Embora a pergunta feita nesta Evangelho tenha sido apresentada por uma pessoa mal intencionada, pois o evangelista nos diz que foi feita para “experimentá-lo”, Nosso Senhor aproveita desta ocasião para a nossa formação.

A questão levantada tem muito sentido porque de fato eram muitas as prescrições que os judeus observavam. Era preciso saber qual era a mais importante. É como quando estamos diante de uma prova e professor nos indica quais são os assuntos principais, faz um resumo e aponta o que é essencial. 

Com a sua resposta o Senhor sintetiza todos os dez mandamentos. De fato no preceito de “amar a Deus” estão todos os mandamentos da primeira tábua (1º ao 3º mandamento) e no de “amar o próximo” a segunda tábua (4º ao 10º). Por tanto, Jesus não anula o decálogo, mas o sintetiza e ensina o seu sentido pleno. Consideremos, pois, o resumo que nos foi dado pelo Divino Mestre:

1. O maior mandamento: Amar a Deus

A primeira parte da resposta de Jesus é a recitação do “Shemá”, uma oração que os judeus rezam várias vezes durante o dia, e que portanto Jesus sabia decor. Nela o judeu se lembra que Deus é o único Senhor e só a Ele se deve amar. Com o coração, com a alma e com o entendimento, ou seja, o homem, por inteiro, deve amar ao Senhor

Deus deve ser amado sobre todas as coisas inclusive sobre o amor a nós mesmo. O amor ao Deus deve estar acima de todos os outros amores. E esse amor deve invadir todos os espaços da vida do cristão de modo que não exista parte de sua vida em que ele não ame a Deus. 

Essa é a finalidade de nossa existência. Foi por isso que nascemos. Nisso se resume nossa vida: amar o nosso Criador. E os motivos para amá-lo são tantos! Primeiro porque Ele assim o quer, segundo porque Ele é digno do nosso amor, e por fim, porque Ele nos ama desde toda a eternidade. 
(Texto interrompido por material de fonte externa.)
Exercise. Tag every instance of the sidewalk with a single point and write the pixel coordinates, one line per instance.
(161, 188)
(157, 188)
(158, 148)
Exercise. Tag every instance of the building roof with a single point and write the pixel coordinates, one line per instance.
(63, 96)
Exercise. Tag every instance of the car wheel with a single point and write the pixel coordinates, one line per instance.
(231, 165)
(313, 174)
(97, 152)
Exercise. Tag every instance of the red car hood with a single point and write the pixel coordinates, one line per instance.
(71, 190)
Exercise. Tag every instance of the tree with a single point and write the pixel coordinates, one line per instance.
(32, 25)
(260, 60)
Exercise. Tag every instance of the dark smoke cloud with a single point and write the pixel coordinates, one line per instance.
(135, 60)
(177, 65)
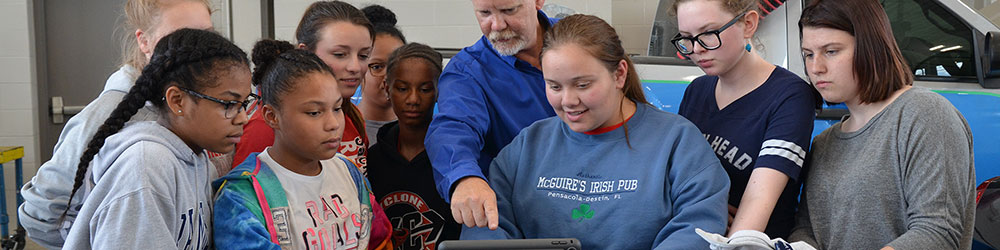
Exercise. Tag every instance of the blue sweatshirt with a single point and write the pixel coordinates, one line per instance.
(552, 182)
(485, 100)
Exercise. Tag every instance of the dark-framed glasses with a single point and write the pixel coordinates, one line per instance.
(709, 40)
(232, 107)
(376, 69)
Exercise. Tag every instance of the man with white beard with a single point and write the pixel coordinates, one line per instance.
(488, 92)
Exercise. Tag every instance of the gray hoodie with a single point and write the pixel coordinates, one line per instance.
(149, 191)
(45, 196)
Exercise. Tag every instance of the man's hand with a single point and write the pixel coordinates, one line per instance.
(474, 203)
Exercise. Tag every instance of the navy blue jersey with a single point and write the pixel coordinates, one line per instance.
(768, 127)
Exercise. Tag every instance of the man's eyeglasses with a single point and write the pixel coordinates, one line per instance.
(232, 107)
(376, 69)
(709, 39)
Amamos a Deus principalmente quando não o ofendemos pelo pecado e quando  cultivamos a amizade com Ele através da oração. Aqui também são oportunas as perguntas do exame de consciência a respeito do primeiro mandamento, cito apenas algumas das perguntas que nos são propostas no exame:

“Neguei ou abandonei a minha fé? Tenho a preocupação de estudar a fé católica para conhecê-la e defendê-la? Recusei-me a defender a minha fé ou fiquei envergonhado dela? Disse o nome de Deus em vão? Pratiquei outras religiões ou confissões religiosas? Coloquei a minha confiança em adivinhos, horóscopos ou em alguma superstição? Manifestei falta de respeito pelas pessoas, lugares ou coisas santas? Faltei voluntariamente à Missa nos domingos ou dias de preceito?”

Hoje vemos crescer assustadoramente o contrário desse mandamento: o ódio a Deus. E geralmente quando os homens “tiram” Deus de suas vidas ou tentam eliminá-lo da sociedade, fazem isso para colocar-se no lugar Dele. O egoísmo cede lugar à idolatria. É uma das espécies de “falsos deuses” de hoje, que se deve abandonar, como diz S. Paulo na epístola. 
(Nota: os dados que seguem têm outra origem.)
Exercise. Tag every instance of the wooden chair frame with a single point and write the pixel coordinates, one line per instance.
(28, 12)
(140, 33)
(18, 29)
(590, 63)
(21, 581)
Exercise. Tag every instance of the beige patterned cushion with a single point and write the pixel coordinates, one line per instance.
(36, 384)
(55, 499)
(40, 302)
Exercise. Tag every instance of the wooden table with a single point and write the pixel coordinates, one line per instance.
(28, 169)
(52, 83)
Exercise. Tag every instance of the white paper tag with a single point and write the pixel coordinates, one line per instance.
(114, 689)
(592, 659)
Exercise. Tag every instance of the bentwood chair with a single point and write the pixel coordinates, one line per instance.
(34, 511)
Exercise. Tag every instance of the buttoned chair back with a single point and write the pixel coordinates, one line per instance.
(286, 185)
“Morte ao nazareno” escreveram os bandidos que incendiaram uma Igreja no Chile na última semana. Como são atuais as palavras de S. Agostinho: “A cidade do demônio começa com o egoísmo e terminar com o ódio a Deus”

De nada nos serve cumprir todos os outros mandamentos, se esquecermos deste, porque deste primeiro depende todos os outros. Não é possível amar ao próximo de verdade sem este primeiro preceito. Quem não ama a Deus, não amará nem a si mesmo nem ao próximo!

2. O segundo: amar ao próximo 

Aparentemente não havia nada de original nas palavras de Jesus ao acrescentar o segundo mandamento. Os fariseus já  conheciam o dever de amar ao próximo, pois já estava presente no Antigo Testamento (Cf. Lv 19, 18). Todavia passava quase sempre despercebido. Mas então qual é a novidade de Jesus? É que o Senhor vai além, e mostrar a estreita relação que existe entre o amor a Deus e o amor ao próximo. 

Com esse complemento o Senhor nos ensina que o primeiro mandamento deve ser traduzido em obras. E esse dever é apresentado na primeira leitura de forma muito concreta, deixando claro que Deus que se coloca como defensor dos indefesos e neles Ele espera o nosso amor. 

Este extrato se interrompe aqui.